Spoken word analysis is utilized in consumer search engine PodZinger to track a search term and jump to the appropriate marker within the file containing the given term. You can search for audio containing mentions of the Athletics and Tigers and view your results in the context of the file with direct links to that segment of the audio program.


Online audio content will only continue to get bigger, as more content makes its way online and into the ears of consumers on a PC, iPod, or other listening device. The maturity of online audio and the current business feasibility should consolidate audio format offerings into audio understood by dominant market players in the desktop, portable, and home theater markets.

I expect even more speech-to-text work in the future as the CPUs, memory, and disk space available continues to become computationally and monetarily cheaper. Perhaps we might even see client-side analysis of content similar to analysis work being conducted on images. Windows Media Player and iTunes are just two examples of popular media players that connect to the Internet to retrieve more information about your media files, from album art to recorded year. In the future such applications might also query data services such as, MusicBrainz, or the Music Genome Project to apply more data to each file based on a purchased database, collective intelligence, or expert analysis.

Creating new sources of audio content is becoming easier. The popularity of VoIP will place new value on microphones connected to our PCs, gaming systems, and other connected electronics devices. Voice will become an integrated feature, allowing you to easily save a compressed audio file of a recent planning call or your Halo trash-talking session.

I think many search engines have looked past audio search due to the litigious nature of the RIAA and others evidenced by last year’s MGM vs. Grokster Supreme Court ruling. Google’s recent $1.65 billion purchase of YouTube is perhaps a sign that search technology will continue to advance, challenging any emergent legal roadblocks along the way.

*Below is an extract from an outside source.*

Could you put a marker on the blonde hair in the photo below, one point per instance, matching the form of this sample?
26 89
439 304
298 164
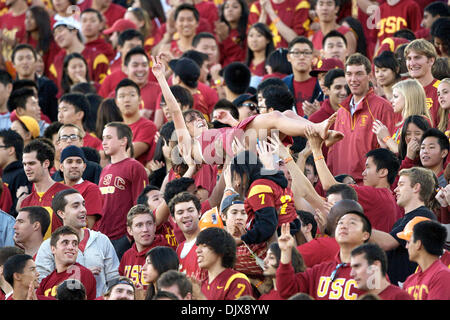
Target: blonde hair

As with most search sectors, audio search is still in very early stages. Expect known vocabularies and relationship mappings to increase over time, providing more insight not only into each word, but also speaker identification, tone, and possibly even relationships between events such as a power outage’s correlation to customer service calls. We’ll keep talking and publishing and search will attempt to keep up with our rate of speech, accents, and methods of describing our creations.